In the distance and close by, people are putting one foot in front of the other, trying to catch their breath in the middle of a rough climb up a rough year.

Nobody can say what the top of 2020 will look like. I suspect, though, that it won’t resemble the life we left at the bottom of the hill.

Tumbleweed will tangle our feet as we explore an alien landscape, voices of other new-world explorers falling through the distance.

There may be other hills to climb, even after we think we’ve made it to the top, deceptive soft sand sucking our feet out from under us.

It’s going to be all right up there, mates.

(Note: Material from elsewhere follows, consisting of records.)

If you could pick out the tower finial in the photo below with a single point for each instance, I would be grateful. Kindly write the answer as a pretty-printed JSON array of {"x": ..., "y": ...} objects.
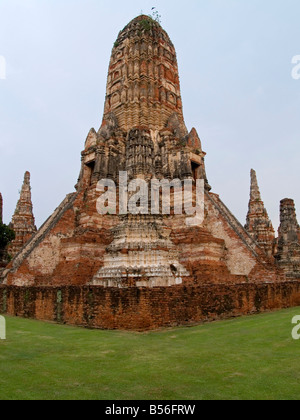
[
  {"x": 254, "y": 190},
  {"x": 23, "y": 222},
  {"x": 258, "y": 224}
]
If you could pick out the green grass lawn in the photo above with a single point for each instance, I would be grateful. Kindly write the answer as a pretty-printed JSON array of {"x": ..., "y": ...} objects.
[{"x": 245, "y": 358}]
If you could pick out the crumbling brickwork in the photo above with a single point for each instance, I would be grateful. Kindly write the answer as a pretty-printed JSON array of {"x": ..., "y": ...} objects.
[
  {"x": 22, "y": 223},
  {"x": 146, "y": 308},
  {"x": 145, "y": 270}
]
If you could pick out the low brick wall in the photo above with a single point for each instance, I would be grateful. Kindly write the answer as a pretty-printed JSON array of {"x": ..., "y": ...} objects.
[{"x": 142, "y": 308}]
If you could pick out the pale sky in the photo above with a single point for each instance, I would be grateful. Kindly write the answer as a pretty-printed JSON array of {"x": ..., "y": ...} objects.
[{"x": 235, "y": 66}]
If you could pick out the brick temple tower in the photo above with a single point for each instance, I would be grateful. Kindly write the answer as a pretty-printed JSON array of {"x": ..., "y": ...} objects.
[
  {"x": 288, "y": 242},
  {"x": 23, "y": 223},
  {"x": 258, "y": 223},
  {"x": 142, "y": 133}
]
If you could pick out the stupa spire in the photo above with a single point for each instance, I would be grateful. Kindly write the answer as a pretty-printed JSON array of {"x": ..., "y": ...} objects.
[
  {"x": 143, "y": 82},
  {"x": 23, "y": 222},
  {"x": 258, "y": 224}
]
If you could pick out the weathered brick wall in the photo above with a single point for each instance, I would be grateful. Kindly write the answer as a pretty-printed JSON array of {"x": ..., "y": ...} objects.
[{"x": 142, "y": 308}]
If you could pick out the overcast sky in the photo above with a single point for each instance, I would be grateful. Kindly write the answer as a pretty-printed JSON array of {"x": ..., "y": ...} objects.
[{"x": 235, "y": 65}]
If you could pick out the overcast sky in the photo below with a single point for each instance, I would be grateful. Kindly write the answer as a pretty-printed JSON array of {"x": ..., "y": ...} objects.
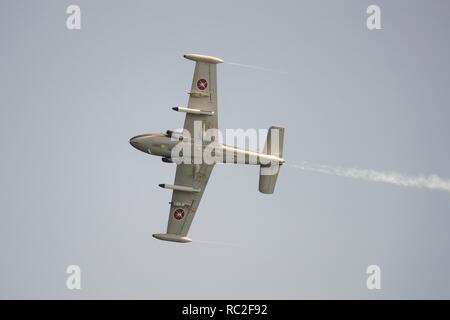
[{"x": 73, "y": 191}]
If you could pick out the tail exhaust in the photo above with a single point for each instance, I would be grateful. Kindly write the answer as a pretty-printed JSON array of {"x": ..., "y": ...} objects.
[{"x": 268, "y": 174}]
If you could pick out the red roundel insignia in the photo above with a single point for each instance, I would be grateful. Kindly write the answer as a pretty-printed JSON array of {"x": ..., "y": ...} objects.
[
  {"x": 178, "y": 214},
  {"x": 202, "y": 84}
]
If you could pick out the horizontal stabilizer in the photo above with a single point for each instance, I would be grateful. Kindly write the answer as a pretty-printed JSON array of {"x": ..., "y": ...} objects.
[{"x": 171, "y": 237}]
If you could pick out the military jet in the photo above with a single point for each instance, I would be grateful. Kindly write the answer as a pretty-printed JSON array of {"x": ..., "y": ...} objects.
[{"x": 192, "y": 177}]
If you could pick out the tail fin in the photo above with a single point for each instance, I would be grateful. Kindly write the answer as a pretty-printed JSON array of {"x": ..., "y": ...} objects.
[{"x": 268, "y": 174}]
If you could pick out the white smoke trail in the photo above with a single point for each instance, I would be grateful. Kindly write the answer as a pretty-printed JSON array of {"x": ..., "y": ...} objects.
[
  {"x": 256, "y": 67},
  {"x": 432, "y": 182}
]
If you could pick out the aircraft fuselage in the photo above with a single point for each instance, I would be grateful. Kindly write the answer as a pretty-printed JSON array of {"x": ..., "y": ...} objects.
[{"x": 162, "y": 144}]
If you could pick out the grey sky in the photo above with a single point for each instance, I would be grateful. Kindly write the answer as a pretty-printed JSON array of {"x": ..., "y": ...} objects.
[{"x": 73, "y": 191}]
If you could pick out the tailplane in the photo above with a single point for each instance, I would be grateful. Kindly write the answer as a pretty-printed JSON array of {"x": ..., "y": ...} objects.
[{"x": 268, "y": 174}]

There’s great beauty in the unexplored, and healing bonds to be built as we follow our separate paths together.

It’s a few days and several showers since we climbed the dune. I’m still finding grains of sand in my hair, reminders of a joyous somersault roll down the big hill and of an afternoon’s opportunity to wander and ponder and come to grips with the year around me and my place within it.

As for everyday faith — where does that fit into the story?

Where, in all this plodding and breathing and musing, was God?

You know, I can’t for the life of me explain what my Creator had to do with that trip up the Sleeping Bear dune.

There’s no deep, spiritual message in my head. The metaphor of the big hill spoke to me of life, and acceptance, and climbing through hurt, and the thrill and danger of the unknown, but it didn’t teach me how much I’m loved by a Being greater than I as I stomp up my hills.

But God was part of all of it.

He just was.

That’s everyday faith, I think.

He’s just … there. In the middle of the little moments that teach us about us. In the big moments and on the big hills — in, with, and under life as we keep on living it.

I’ll gladly take Him with me on my journey.

Especially this year. Especially on this hill.

I don’t want to climb alone.

Julie Riddle can be reached at 989-358-5693, jriddle@thealpenanews.com or on Twitter @jriddleX.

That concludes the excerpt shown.